Samstag, 17. September 2016

Osteoporose - Knochenschwund: 7 weit verbreitete Irrtümer

Links ein gesunder Knochen, rechts ein Osteoporose-Knochen
Osteoporose betrifft die meisten älteren Menschen. Die Abnahme der Knochendichte und der rasche Abbau der Knochensubstanz führt letztendlich zu einer Anfälligkeit gegenüber Brüchen. In der Bevölkerung kursieren einige Irrtümer, über die Entstehung und über mögliche Faktoren, die zu Osteoporose und somit zu einer Abnahme der Knochendichte führen können. Zu den weit verbreiteten Irrtümern zählen unter anderem:

Die 7 Irrrtümer
1. Kaffee begünstigt Osteoporose
Das Gerücht, dass Kaffeegenuss Osteoporose begünstigt, kann nicht bestätigt werden. Eine schwedische Langzeitstudie, an der über 61.000 Frauen teilnahmen, kam zu dem Ergebnis, dass der übermäßige Genuss von Kaffee nur zu einer geringen Abnahme der Knochendichte führt und das Risiko als gering eingestuft wird. ...

2. Softdrinks haben keinen Einfluss auf die Knochendichte 
Alle phosphathaltigen Lebensmittel und Getränke, zu denen Softdrinks wie Cola, einige Fertigprodukte und Wurst zählen, entziehen den Knochen große Mengen an Kalzium. Etwa 1000 bis 1500 Milligramm Kalzium benötigt unser Körper täglich. Grünes Gemüse wie z.B. Brokkoli und Hartkäse, sind gute Kalziumlieferanten.

3. Rauchen Nikotinkonsum ist gut für die Knochen
Der Nikotinkonsum raubt dem Körper auf Dauer wertvolles Kalzium, das Knochen für die Stabilität benötigen, Rauchen schädigt somit die Knochen.

4. Bei Osteporose soll man sich körperlich schonen
Nein, gerade das Gegenteil ist der Fall! Betroffene sollten drei- bis viermal pro Woche ein spezielles Bewegungsprogramm von etwa 30 bis 40 Minuten absolvieren. Nur durch Bewegung und richtige Ernährung kann sich die Knochensubstanz automatisch verdichten und verfestigen bzw. in gutem Zustand bleiben.

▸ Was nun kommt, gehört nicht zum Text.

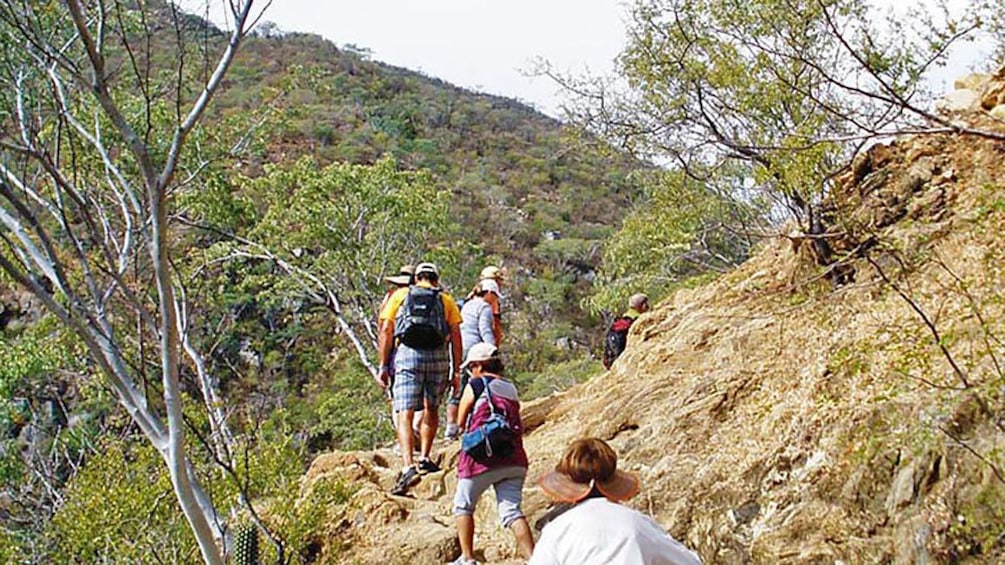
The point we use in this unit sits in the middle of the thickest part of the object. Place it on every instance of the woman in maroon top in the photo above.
(505, 474)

5. Nur Frauen sind von Osteoporose betroffen
Nein, denn jeder fünfte Knochenschwund-Patient ist männlich. Bei beiden Geschlechtern ist eine Abnahme der Sexualhormone im Alter mit als Auslöser der Osteoporose verantwortlich. Einziger Unterschied ist, dass Männer im Schnitt zehn Jahre später, also ab ca. 60 Jahren, daran erkranken können.

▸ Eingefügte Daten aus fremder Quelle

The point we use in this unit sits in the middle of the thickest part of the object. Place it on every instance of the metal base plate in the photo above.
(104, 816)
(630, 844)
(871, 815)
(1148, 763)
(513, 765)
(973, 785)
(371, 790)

6. Osteoporose ist keine Krankheit sondern eine Alterserscheinung
Nein, Osteoporose ist eindeutig als Krankheit klassifiziert. Knochenschwund gehört zu den häufigsten Volkskrankheiten in Deutschland, Österreich und der Schweiz und ist in der Internationalen statistischen Klassifikation der Krankheiten und verwandter Gesundheitsprobleme (ICD10) aufgelistet. Osteoporose zählt zu den weit verbreiteten Skeletterkrankung.
Allein in Deutschland sind rund 8 Millionen Menschen betroffen, wobei Frauen nach den Wechseljahren ein besonders hohes Osteoporose-Risiko haben. Ein fortschreitender Knochenschwund führt dazu, dass die Knochenmasse abnimmt und sich auch die Architektur des Knochengewebes verändert. Die Folge: Die Knochen werden porös und brüchig. Unfälle, schwere Brüche sind vorprogrammiert. Eine ausreichende Zufuhr von Calcium und Vitamin D zählt zu den Basismaßnahmen bei der Osteoporose Behandlung.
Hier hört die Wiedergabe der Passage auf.